Against my better judgment, I turned back around and continued walking. As the sound of leaves and twigs snapping and crunching resumed, so did the other sound behind me. Except, this time, I paid no mind to it and kept walking. If Abby was going to be like this, then so be it, I'll ignore her. At least...I think it's Abby, she never responded, now that I think about it. Even with my brain yelling that it's just Abby trying to scare me, my heart wouldn't stop pounding. Every second my beating heart seemed to be getting louder until it rivaled the sound of the leaves crunching under my foot.

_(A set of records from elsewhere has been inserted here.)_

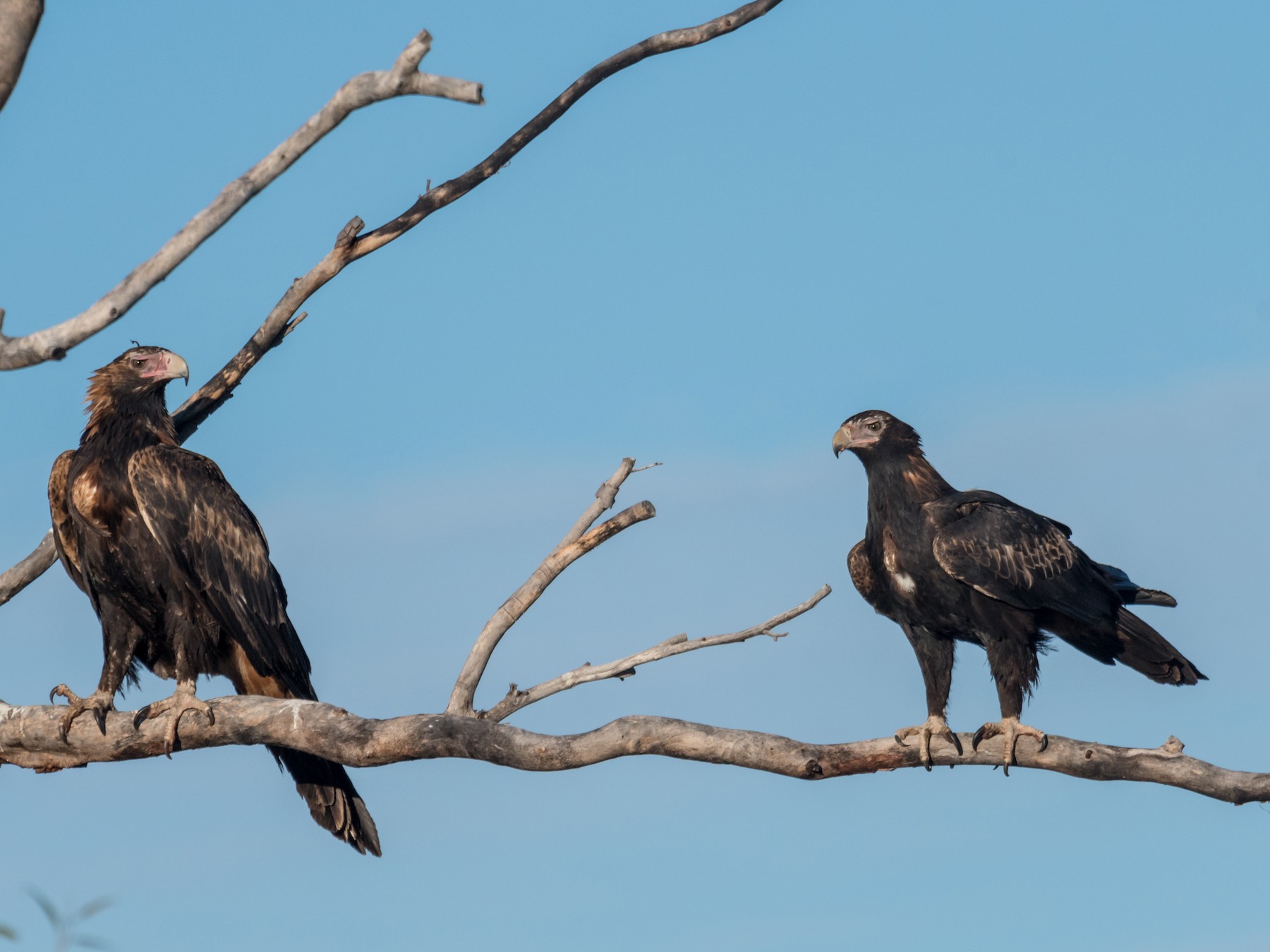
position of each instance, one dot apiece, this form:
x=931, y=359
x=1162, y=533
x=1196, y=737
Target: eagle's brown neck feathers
x=123, y=413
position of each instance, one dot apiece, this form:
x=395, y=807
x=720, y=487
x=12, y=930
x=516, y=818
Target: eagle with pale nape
x=973, y=566
x=178, y=571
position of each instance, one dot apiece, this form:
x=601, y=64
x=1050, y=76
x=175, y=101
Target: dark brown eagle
x=973, y=566
x=178, y=571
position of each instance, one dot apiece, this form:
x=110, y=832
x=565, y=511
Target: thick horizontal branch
x=625, y=666
x=18, y=23
x=403, y=79
x=30, y=738
x=576, y=544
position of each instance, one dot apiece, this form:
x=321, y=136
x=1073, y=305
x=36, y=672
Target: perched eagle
x=178, y=571
x=973, y=566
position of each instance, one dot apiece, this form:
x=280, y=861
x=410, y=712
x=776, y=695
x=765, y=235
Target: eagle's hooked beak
x=174, y=366
x=841, y=441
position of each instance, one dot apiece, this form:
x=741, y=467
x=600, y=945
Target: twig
x=349, y=248
x=30, y=738
x=625, y=666
x=197, y=408
x=403, y=79
x=18, y=23
x=30, y=569
x=576, y=544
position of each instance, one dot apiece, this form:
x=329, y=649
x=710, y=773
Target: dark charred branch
x=362, y=90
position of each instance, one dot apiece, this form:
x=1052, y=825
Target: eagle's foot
x=1011, y=730
x=99, y=702
x=181, y=704
x=935, y=726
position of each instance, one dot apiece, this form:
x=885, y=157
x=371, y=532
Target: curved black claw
x=99, y=704
x=1010, y=729
x=181, y=704
x=935, y=726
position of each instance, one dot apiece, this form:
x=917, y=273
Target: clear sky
x=1039, y=234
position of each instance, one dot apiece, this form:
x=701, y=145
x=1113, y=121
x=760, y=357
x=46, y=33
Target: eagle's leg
x=935, y=657
x=101, y=702
x=182, y=701
x=1014, y=666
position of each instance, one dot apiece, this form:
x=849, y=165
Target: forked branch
x=30, y=738
x=577, y=542
x=625, y=666
x=403, y=79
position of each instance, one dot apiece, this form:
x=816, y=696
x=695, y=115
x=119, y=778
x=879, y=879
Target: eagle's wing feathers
x=217, y=546
x=1017, y=556
x=65, y=536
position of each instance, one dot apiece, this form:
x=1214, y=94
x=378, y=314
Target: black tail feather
x=333, y=801
x=1146, y=650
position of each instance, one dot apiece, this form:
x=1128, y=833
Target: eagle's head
x=133, y=384
x=873, y=433
x=139, y=371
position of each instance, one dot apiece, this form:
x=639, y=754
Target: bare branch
x=18, y=23
x=625, y=666
x=444, y=195
x=573, y=546
x=197, y=408
x=30, y=569
x=30, y=738
x=349, y=248
x=605, y=498
x=403, y=79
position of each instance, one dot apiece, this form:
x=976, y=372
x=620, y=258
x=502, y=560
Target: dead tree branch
x=577, y=542
x=625, y=666
x=403, y=79
x=197, y=408
x=18, y=23
x=30, y=738
x=349, y=248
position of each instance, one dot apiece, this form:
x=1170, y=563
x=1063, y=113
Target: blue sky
x=1036, y=234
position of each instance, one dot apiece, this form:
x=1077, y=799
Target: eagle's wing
x=1017, y=556
x=65, y=533
x=863, y=574
x=219, y=549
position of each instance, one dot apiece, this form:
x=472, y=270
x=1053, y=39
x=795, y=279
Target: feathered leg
x=181, y=702
x=119, y=661
x=935, y=658
x=1014, y=668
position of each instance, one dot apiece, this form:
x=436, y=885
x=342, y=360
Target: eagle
x=178, y=571
x=973, y=566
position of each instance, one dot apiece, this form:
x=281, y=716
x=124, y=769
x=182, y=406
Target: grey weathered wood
x=362, y=90
x=349, y=248
x=625, y=666
x=18, y=23
x=461, y=698
x=30, y=738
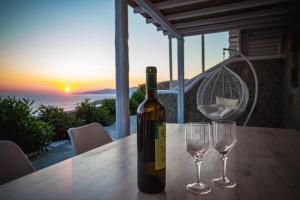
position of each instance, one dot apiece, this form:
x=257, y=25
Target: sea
x=66, y=101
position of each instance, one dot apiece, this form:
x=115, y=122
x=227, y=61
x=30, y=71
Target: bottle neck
x=151, y=94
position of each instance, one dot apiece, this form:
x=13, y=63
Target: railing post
x=203, y=52
x=170, y=63
x=122, y=68
x=180, y=85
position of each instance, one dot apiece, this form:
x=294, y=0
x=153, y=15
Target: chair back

I was sweating even more now. I can certainly say I don't enjoy sweating this much. Not at all. I kept following the path. Not even Abby could steer me off this path, I'm sure of it. Even if it doesn't lead back to the camp, it most likely leads to out of the forest. At least, that's what I'd like to think. Even as I walk this path endlessly, nerves going into super-drive and the echoing sound of someone walking behind me, the forest only seems to be growing denser.